How to read entire content of a word document like a Json/List in C#

Hi Team,

Is there a way to read all the content in the word document (para/ para header and so on) in a single object like Json/ List and if yes will the object have any category to identify the content (Like para header/ Para content/ shape).

Thanks,
Karthikeyan

@Karthik_Test_account There is no built in method to convert document to JSON. However, you can achieve this by inspecting Document Object Model.
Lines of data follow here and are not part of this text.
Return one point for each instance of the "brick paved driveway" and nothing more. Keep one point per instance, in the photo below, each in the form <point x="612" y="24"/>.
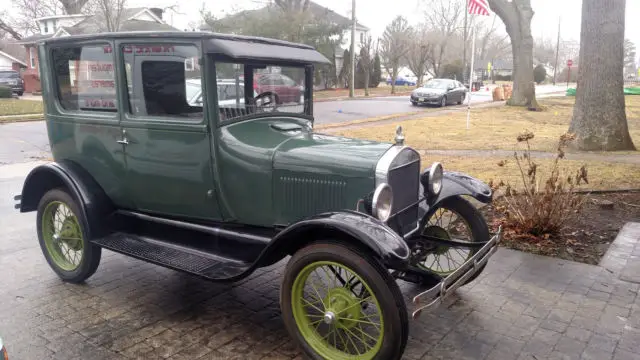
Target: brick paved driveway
<point x="522" y="307"/>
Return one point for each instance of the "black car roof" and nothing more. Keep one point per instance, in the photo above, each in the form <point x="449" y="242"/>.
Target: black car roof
<point x="235" y="47"/>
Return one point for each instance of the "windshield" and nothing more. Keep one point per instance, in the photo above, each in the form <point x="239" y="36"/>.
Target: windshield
<point x="276" y="89"/>
<point x="8" y="74"/>
<point x="437" y="84"/>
Here is a simplified code that converts document to JSON:

private static string GetJson(Document doc)
{
    StringBuilder sb = new StringBuilder();
    int indent = 1;
    sb.Append(OpenJson());
    sb.Append(OpenElement(doc, indent++));
    foreach (Section section in doc.Sections)
    {
        sb.Append(OpenElement(section, indent++));
        HandleContainer(sb, section.Body, ref indent);
        sb.Append(CloseElement(--indent, (section.NextSibling == null)));
    }
    sb.Append(CloseElement(--indent, true));
    sb.Append(CloseElement(0, true));
    return sb.ToString();
}

private static void HandleContainer(StringBuilder sb, CompositeNode container, ref int indent)
{
    if (!container.HasChildNodes)
        sb.Append(OpenAndCloseElement(container, indent, (container.NextSibling == null)));
    else
    {
        sb.Append(OpenElement(container, indent++));
        foreach (Node node in container.ChildNodes)
        {
            CompositeNode childContainer = node as CompositeNode;
            if (childContainer != null)
                HandleContainer(sb, childContainer, ref indent);
            else
                HandleNode(sb, node, ref indent);
        }
        sb.Append(CloseElement(--indent, (container.NextSibling == null)));
    }
}

private static void HandleNode(StringBuilder sb, Node node, ref int indent)
{
    switch (node.NodeType)
    {
        case NodeType.Run:
            sb.Append(OpenElement(node, indent++));
            Run run = node as Run;
            // for shorter output 
            {
                //sb.Append(WriteElement(nameof(run.Text), run.Text, indent, false));
                //HandleFont(sb, run.Font, ref indent, true);
                sb.Append(WriteElement(nameof(run.Text), run.Text, indent, true));
            }
            sb.Append(CloseElement(--indent, (node.NextSibling == null)));
            break;
        default:
            break;
    }
}

private static void HandleFont(StringBuilder sb, Font font, ref int indent, bool isLast)
{
    sb.Append(OpenElement("Font", indent++));
    sb.Append(WriteElement(nameof(font.Name), font.Name, indent, false));
    sb.Append(WriteElement(nameof(font.Size), font.Size, indent, true));
    sb.Append(CloseElement(--indent, isLast));
}

private static string OpenJson() { return "{\n"; }
private static string OpenElement(Node node, int indent) { return OpenElement(GetNodeName(node), indent); }
private static string OpenElement(string name, int indent) { return GetIndent(indent) + GetQuoted(name) + " : {\n"; }
private static string OpenAndCloseElement(Node node, int indent, bool isLast)
{
    return GetIndent(indent) + GetQuoted(GetNodeName(node)) + " : { }" + GetComma(isLast) + "\n";
}
private static string WriteElement(string name, string value, int indent, bool isLast)
{
    return GetIndent(indent) + GetQuoted(name) + " : " + GetQuoted(value) + GetComma(isLast) + "\n";
}
private static string WriteElement(string name, double value, int indent, bool isLast)
{
    return GetIndent(indent) + GetQuoted(name) + " : " + value + GetComma(isLast) + "\n";
}
private static string CloseElement(int indent, bool isLast) { return GetIndent(indent) + "}" + GetComma(isLast) + "\n"; }
private static string GetNodeName(Node node) { return node.NodeType.ToString(); }
private static string GetQuoted(string value) { return "\"" + value + "\""; }
private static string GetComma(bool isLastElement) { return isLastElement ? string.Empty : ","; }
private static string GetIndent(int indent) { return new string(' ', indent * 2); }

Alternatively you can use DocumentVisitor to write document structure into your own custom format.